Manifests as gradually progressive weakness starting in the legs and ascending to arms, often described as “ascending paralysis.”
Common symptoms include difficulty in walking and rising from a chair.
If left untreated, may progress to respiratory muscles, posing a risk of respiratory failure.
MULTIPLE SCLEROSIS (MS)
The most common acquired demyelinating disease of the CNS of immunologic origin.
Resembles Guillain-Barre Syndrome, but affects the CNS rather than the PNS.
Hallmark Sign: Presence of demyelinating plaques that obstruct or slow nerve impulses.
Characterized by cycles of relapse and remission:
Remission phases show improved symptoms indicating partial remyelination of impaired axons.
Relapse phases reflect ongoing demyelination and degradation of symptoms.
OTHER COMMON DISORDERS
NERVE COMPRESSION (ENTRAPMENT)
Most frequently observed in median nerve during carpal tunnel syndrome.
Leads to muscle weakness in the hand and numbness, tingling, burning pain along the thumb and first 2.5 fingers on the palmar surface.
Caused by repetitive hand movements inflaming surrounding structures, compressing the median nerve.
Other contributing factors: obesity & pregnancy can raise pressure on the median nerve.
Common Treatments:
Splinting.
Steroid injections.
Surgical intervention (carpal tunnel release) if severe.
DISEASE-BASED NEUROPATHIES
Generally bilateral, affecting sensorimotor axons in distal lower and upper extremities.
Example: foot numbness in diabetic patients.
Initial Symptoms:
Burning sensations, tingling, numbness, and muscle weakness.
Chronic Symptoms:
Loss of sensation, decreased muscle bulk, abnormal reflexes, muscle fasciculations.

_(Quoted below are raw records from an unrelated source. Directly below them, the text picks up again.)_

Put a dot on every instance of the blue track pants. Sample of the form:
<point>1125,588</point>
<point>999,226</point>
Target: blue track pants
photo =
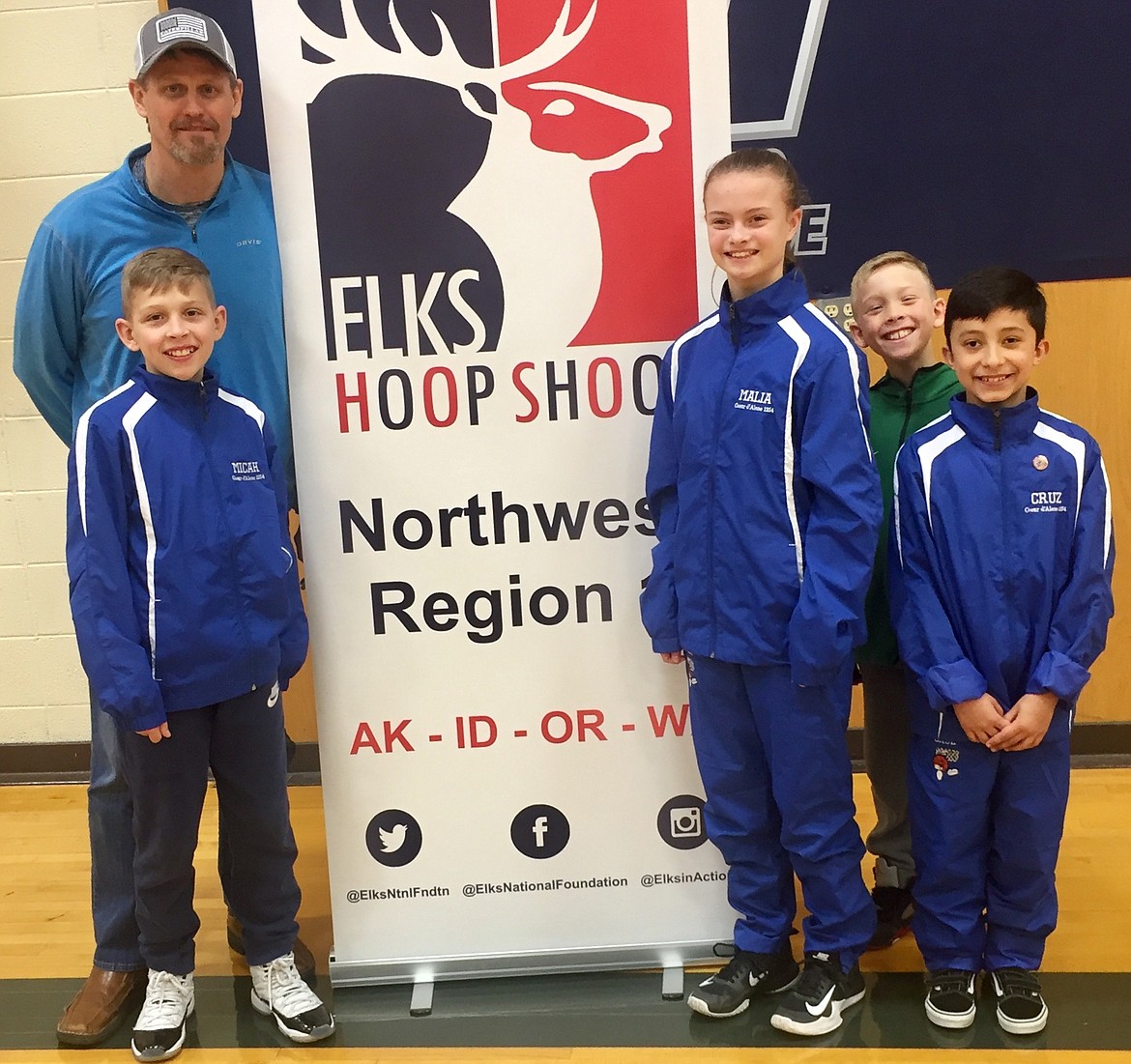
<point>775,766</point>
<point>985,832</point>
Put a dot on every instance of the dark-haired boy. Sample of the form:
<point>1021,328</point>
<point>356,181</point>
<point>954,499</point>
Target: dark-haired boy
<point>188,622</point>
<point>1001,567</point>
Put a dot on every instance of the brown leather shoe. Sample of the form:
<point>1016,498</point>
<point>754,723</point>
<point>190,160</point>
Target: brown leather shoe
<point>99,1009</point>
<point>304,959</point>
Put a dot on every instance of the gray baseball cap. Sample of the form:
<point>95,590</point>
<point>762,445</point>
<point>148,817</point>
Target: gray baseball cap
<point>180,27</point>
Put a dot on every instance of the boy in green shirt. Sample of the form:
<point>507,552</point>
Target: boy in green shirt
<point>896,309</point>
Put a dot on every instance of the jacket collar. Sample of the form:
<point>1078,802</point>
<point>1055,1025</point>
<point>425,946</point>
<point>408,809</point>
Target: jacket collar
<point>990,426</point>
<point>143,196</point>
<point>927,384</point>
<point>766,307</point>
<point>168,389</point>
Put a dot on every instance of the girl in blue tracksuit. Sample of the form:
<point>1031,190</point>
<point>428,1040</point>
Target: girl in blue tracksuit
<point>767,507</point>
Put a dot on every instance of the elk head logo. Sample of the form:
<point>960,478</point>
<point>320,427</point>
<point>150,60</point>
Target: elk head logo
<point>467,184</point>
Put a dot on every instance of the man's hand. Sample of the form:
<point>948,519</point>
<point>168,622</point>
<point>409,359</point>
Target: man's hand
<point>1026,723</point>
<point>155,735</point>
<point>980,718</point>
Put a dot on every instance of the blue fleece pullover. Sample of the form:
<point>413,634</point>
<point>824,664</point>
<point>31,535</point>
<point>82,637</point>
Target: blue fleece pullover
<point>185,589</point>
<point>1001,556</point>
<point>763,487</point>
<point>67,352</point>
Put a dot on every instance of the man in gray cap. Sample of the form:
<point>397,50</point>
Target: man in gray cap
<point>181,190</point>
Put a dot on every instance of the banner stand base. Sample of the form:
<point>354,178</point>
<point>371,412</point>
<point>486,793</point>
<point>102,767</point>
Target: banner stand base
<point>420,1003</point>
<point>670,958</point>
<point>672,986</point>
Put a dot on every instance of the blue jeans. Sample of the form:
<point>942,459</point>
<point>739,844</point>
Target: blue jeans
<point>110,810</point>
<point>110,813</point>
<point>244,742</point>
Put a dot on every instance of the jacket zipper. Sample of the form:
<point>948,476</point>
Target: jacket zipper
<point>221,510</point>
<point>713,474</point>
<point>907,412</point>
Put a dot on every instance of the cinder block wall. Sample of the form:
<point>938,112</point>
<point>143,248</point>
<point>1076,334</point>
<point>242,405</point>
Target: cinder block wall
<point>65,120</point>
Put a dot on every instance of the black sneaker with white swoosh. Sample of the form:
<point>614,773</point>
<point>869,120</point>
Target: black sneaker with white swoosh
<point>823,992</point>
<point>746,975</point>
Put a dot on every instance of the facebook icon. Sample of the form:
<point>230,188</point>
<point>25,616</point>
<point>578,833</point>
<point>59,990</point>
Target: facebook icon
<point>539,831</point>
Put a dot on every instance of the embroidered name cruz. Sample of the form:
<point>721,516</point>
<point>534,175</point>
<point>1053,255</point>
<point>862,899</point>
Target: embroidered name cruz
<point>752,399</point>
<point>1046,503</point>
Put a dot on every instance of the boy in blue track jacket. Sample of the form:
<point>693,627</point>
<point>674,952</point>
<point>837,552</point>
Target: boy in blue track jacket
<point>1001,567</point>
<point>186,599</point>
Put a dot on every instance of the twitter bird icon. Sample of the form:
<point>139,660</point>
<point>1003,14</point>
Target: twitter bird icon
<point>393,839</point>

Referred to as polyneuropathies.
Diabetes Mellitus is the most prevalent cause of polyneuropathies.
AXON REGENERATION
Most body cells have regenerative abilities except for nerve cells.
Once a neuron cell body is lost, it cannot be replaced.
Axons can regenerate and regain functionality if the cell body remains intact.
Crucially, axon regeneration occurs exclusively in the PNS (not in the CNS).
Damage to neuron cell bodies in the CNS (like those in the brain and spinal cord) is irreparable.